As shown in Table 4, the statistics for the crossing motion experiments are divided into the port side and the starboard side of the ASV (and radar). Additionally, the results are presented separately for the target coming into the field of view and then leaving it. The sample size was small due to the complexity of the study, so the T-distribution was used. In each case presented in Table 3, the mean value is within (40°–45°), which can be treated as the typical angular restriction of the field of view. However, the maximum values are more than 50° and the distribution is more or less symmetrical. Furthermore, the standard deviation and standard error achieved in these experiments are relatively big because the crossing motion occurred at various ranges. Based on evaluation of the detailed data, we found that at larger ranges, the angular field of view was smaller and the crossing target entered the view later; for example, when the target appeared at 169.2 m, the angle was −12°.
The observations made in the crossing motion experiments were confirmed in the measurements for the overtaking situation, as shown in Table 5. Seven measurements are presented, together with statistics based on the T-distribution assumption. In these experiments, only incoming targets were analyzed, and the absolute value of the bearing was calculated without dividing it into portside and starboard side.
Overtaking usually occurs at relatively small distances, a situation that was reproduced in this research. This results in a better and more accurate mean value of nearly 50°. In the first measurement, where the distance was more than 60 m, the bearing was smaller. Summarizing these observations, the angular field of view should be determined as a function of range; for small ranges it is nearly linear (approximately 45–50°), but for bigger ranges the field of view falls exponentially. To verify this hypothesis, the relative bearing graphs are presented in Figure 11 and Figure 12. Figure 11 presents the relationship between the range and relative bearings, wherein the minimum- and maximum-recorded bearings for each distance are plotted. The envelope for more than 40,000 measurements collected in the Moving Platform Scenario is presented.
As shown in Figure 11, larger x-coordinates correspond to smaller bearings to detect the target. Although the maximum detection range is still approximately 170 m, the geometry of the sensor and experimental configuration suggests that targets at smaller distances will not be detected. For example, a target at a distance of 150 m at a relative bearing of 40° will not be detected by radar. This consideration leads directly to the detection area pattern presented in Figure 12. The graph shows the measurement points positions in the Cartesian coordinate body system. The vertical axis indicates the direction of ASV movement with an envelope of detectable targets. The field of view appears as a quarter circle with a radius of almost 170 m. Up to approximately 120 m, the angular width of the field of view is almost identical (90–100°); at further distances, the effective width is smaller. Notably, no lobes are observed, which could be expected, based on the declarative beam pattern.

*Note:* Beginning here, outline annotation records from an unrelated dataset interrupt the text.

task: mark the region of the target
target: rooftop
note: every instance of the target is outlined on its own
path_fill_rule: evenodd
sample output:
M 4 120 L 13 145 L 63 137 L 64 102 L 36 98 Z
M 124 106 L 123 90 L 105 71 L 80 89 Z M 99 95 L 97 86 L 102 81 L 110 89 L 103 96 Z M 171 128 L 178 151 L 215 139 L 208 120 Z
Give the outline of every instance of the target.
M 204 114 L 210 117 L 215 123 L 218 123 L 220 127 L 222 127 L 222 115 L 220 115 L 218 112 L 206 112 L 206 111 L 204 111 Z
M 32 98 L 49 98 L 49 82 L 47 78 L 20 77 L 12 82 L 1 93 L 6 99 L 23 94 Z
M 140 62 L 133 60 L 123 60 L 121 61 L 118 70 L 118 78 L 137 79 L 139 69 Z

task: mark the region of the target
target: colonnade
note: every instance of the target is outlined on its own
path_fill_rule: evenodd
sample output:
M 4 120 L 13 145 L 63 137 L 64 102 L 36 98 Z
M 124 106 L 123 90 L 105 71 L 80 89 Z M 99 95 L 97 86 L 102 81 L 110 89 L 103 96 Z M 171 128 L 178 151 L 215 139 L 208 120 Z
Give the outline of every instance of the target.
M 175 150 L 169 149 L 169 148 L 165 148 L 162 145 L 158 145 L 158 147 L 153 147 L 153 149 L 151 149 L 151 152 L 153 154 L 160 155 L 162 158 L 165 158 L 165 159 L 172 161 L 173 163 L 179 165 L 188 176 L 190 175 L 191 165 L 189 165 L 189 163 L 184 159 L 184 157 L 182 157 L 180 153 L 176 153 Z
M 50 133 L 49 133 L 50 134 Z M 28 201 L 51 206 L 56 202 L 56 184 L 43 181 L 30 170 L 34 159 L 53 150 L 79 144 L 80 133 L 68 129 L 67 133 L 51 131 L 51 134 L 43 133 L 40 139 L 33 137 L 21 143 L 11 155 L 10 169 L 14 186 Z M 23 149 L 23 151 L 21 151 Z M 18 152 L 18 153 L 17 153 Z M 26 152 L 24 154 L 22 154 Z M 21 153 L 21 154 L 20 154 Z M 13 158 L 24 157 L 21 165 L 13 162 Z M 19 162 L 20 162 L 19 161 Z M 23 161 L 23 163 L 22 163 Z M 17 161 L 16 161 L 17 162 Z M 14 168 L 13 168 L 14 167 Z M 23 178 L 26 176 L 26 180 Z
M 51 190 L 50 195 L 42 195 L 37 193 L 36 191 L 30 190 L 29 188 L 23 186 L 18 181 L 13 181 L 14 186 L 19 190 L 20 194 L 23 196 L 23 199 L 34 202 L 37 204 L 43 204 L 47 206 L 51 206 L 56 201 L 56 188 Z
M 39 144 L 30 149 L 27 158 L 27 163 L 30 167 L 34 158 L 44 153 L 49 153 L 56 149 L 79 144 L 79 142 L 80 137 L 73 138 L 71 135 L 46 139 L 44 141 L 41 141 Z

The envelope presented in the graph is generally a smooth line that was created based on the minimum and maximum range values for each bearing with a resolution of 1°. A comparison with the measurement points indicates that this envelope is rather optimistic and the effective field of view is narrower. Some disturbances to the envelope can be observed at distances of about 100 m (x-axis), which are larger on the starboard side, where the graphed line is less smooth. One reason for this might be the mounting on the boat left of the echosounder pole. This hypothesis should be verified in the future.

6. Conclusions

The research in this study provides an empirical analysis of surface target detection in a water environment with automotive radar, which can be used for the future development of tracking and anti-collision systems for ASVs. The research focused on identifying the detection ranges and field of view for various targets. Typical objects that could be met in the water environment were analyzed, including a boat and floating objects.
The overarching goal of the research was to verify a novel approach for object detection in a water environment. The novelty was based on using radar sensor for this approach, which is usually implemented in cars for road situations. This approach may in the future overcome the disadvantages of other systems used for anti-collision in ASV, namely laser rangefinders, lidars, and cameras. The proposed system was verified in real conditions with the online recordings.
The research showed that the system was capable of detecting many small targets but some objects, such as a fender, were not detected. Therefore, detection depends both on the size of the target and the material. In general, objects that are air inflated, such as fenders or airtoys, show worse detectability than solid targets, such as lifebuoys. Detection can be significantly improved using a radar reflector, however these reflectors are not usually deployed in practice. In general it can be said that the maximum detection range of small targets is about 15 m, while in very short distance (less than 3 m in research configuration) they are in the shadow due to antenna mounting. It can be assumed that 15 m is a reasonable distance to perform hard anti-collision maneuvers (like full stop) for such a small target with good maneuverability, however this judgment has to be verified in future research.
The second part of the study was conducted using an inflatable boat as the model object in motion. A complex analysis of the field of view for this target was performed, including the radial distances at different angles for various movement parameters. In general, the empirical research confirmed the product limitations and performance declared by the producers, under the assumption that an inflatable boat could be treated as a small car based on their size similarities. The maximum detecting range, confirmed with statistical post-processing, was about 170 m, while the field of view was about 100° (50° for each side). These values seem to be reasonable for planning anti-collision maneuvers with moving targets.
In summary, for larger targets that represent the greatest risk, the radar system provides good detection for anti-collision purposes. For smaller targets, the detection ranges are smaller, although for most targets, it would be small enough for the ASV to maneuver around. Additionally, some small targets were not detected. Generally, the automotive radar system may be a good basis for an ASV anti-collision system; however it should be supplemented with the integration of additional sensors, such as laser rangefinders. In the future, the detection stability and additional small targets should be investigated. It would be also interesting to see how this kind of radar would react in a sea environment. ASVs used at sea might be also a possible target of implementation.

Author Contributions

Conceptualization, A.S. and W.K.; methodology, W.K.; bibliography review, A.S.; acquisition, analysis, and interpretation of data, W.K., D.G-S. and W.M.; writing—original draft preparation, W.K.; writing—review and editing, A.S.

Funding

This study was funded by the European Regional Development Fund under the 2014-2020 Operational Programme Smart Growth; as part of the project, “Developing of autonomous/remote operated surface platform dedicated hydrographic measurements on restricted reservoirs” implemented as part of the National Centre for Research and Development competition, INNOSBZ and under grant No 1/S/IG/16 financed from a subsidy of the Ministry of Science and Higher Education for statutory activities.

Conflicts of Interest

The author(s) declare(s) that they have no conflict of interest regarding the publication of this paper.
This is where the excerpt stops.